In practical terms, this chapter helps you avoid three common failures:
- coupling core logic too tightly to one implementation path
- missing the handoff boundaries between setup, execution, and validation
- shipping changes without clear rollback or observability strategy
After working through this chapter, you should be able to reason about Chapter 4: Query Engines & Retrieval as an operating subsystem inside LlamaIndex Tutorial: Building Advanced RAG Systems and Data Frameworks, with explicit contracts for inputs, state transitions, and outputs.
Use the implementation notes around response, index, engine as your checklist when adapting these patterns to your own repository.

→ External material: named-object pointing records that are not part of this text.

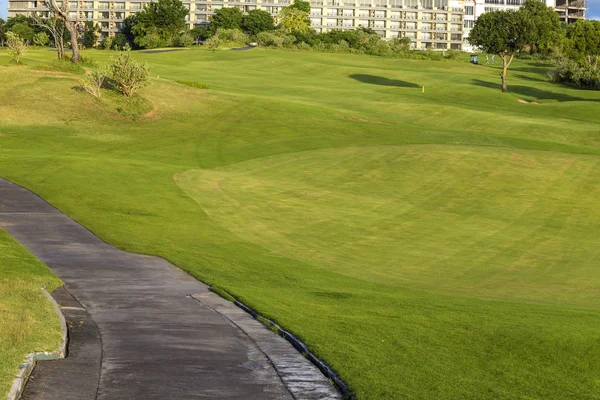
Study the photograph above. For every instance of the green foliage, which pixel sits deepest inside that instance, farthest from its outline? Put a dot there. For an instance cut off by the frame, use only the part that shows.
(543, 26)
(292, 19)
(213, 43)
(226, 18)
(500, 32)
(24, 31)
(92, 83)
(2, 32)
(164, 19)
(194, 84)
(257, 21)
(91, 33)
(128, 74)
(275, 39)
(399, 188)
(224, 37)
(151, 41)
(584, 74)
(201, 33)
(185, 39)
(16, 46)
(41, 39)
(107, 43)
(301, 5)
(87, 61)
(583, 39)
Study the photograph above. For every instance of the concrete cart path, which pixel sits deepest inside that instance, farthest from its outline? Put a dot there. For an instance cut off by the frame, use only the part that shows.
(156, 341)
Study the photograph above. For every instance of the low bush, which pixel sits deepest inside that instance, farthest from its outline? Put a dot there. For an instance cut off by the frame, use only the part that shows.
(127, 74)
(584, 74)
(197, 85)
(213, 43)
(183, 40)
(92, 83)
(151, 41)
(107, 43)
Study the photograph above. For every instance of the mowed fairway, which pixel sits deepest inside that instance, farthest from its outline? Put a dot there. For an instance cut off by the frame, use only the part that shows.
(28, 321)
(436, 245)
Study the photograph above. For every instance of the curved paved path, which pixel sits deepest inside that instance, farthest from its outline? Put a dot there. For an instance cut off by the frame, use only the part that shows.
(146, 337)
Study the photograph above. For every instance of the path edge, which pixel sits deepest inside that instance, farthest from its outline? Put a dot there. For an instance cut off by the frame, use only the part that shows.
(298, 344)
(31, 359)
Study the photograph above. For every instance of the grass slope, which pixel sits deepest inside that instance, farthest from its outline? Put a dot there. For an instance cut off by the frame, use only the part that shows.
(28, 321)
(427, 245)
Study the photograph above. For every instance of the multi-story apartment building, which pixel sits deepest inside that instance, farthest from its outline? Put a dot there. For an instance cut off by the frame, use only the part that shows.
(430, 24)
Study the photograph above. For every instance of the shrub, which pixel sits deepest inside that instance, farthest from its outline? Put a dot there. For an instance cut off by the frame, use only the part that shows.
(197, 85)
(583, 74)
(212, 43)
(41, 39)
(303, 46)
(269, 39)
(232, 35)
(16, 46)
(183, 40)
(151, 41)
(129, 75)
(92, 83)
(107, 43)
(452, 55)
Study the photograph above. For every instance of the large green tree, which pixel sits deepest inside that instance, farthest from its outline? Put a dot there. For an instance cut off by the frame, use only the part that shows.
(24, 31)
(301, 5)
(257, 21)
(544, 25)
(503, 33)
(583, 39)
(292, 19)
(165, 18)
(226, 18)
(2, 32)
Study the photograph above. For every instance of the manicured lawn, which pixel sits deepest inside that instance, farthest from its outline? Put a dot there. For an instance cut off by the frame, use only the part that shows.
(28, 321)
(436, 245)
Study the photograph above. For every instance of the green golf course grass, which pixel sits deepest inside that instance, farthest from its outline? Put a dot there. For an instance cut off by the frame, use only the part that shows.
(426, 235)
(28, 321)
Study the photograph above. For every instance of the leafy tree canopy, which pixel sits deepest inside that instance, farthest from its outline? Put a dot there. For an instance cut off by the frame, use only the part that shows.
(164, 17)
(226, 18)
(257, 21)
(584, 39)
(504, 33)
(292, 19)
(25, 31)
(543, 25)
(301, 5)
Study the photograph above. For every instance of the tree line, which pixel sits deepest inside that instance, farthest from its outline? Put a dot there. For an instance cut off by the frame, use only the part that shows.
(536, 29)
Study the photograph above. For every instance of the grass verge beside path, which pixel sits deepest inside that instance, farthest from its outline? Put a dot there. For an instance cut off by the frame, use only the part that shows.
(28, 321)
(437, 245)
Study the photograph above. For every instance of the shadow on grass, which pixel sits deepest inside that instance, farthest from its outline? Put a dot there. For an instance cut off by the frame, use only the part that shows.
(379, 80)
(529, 78)
(536, 93)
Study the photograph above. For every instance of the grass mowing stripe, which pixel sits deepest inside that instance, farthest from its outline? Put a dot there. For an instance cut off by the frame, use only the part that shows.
(459, 268)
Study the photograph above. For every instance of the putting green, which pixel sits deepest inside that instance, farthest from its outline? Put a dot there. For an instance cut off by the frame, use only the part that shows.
(472, 221)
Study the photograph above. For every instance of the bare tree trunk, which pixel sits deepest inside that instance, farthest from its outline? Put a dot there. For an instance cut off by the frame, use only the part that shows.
(62, 13)
(506, 61)
(72, 28)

Under the hood, Chapter 4: Query Engines & Retrieval usually follows a repeatable control path:
- Context bootstrap: initialize runtime config and prerequisites for
query. - Input normalization: shape incoming data so
selfreceives stable contracts. - Core execution: run the main logic branch and propagate intermediate state through
results. - Policy and safety checks: enforce limits, auth scopes, and failure boundaries.
- Output composition: return canonical result payloads for downstream consumers.
- Operational telemetry: emit logs/metrics needed for debugging and performance tuning.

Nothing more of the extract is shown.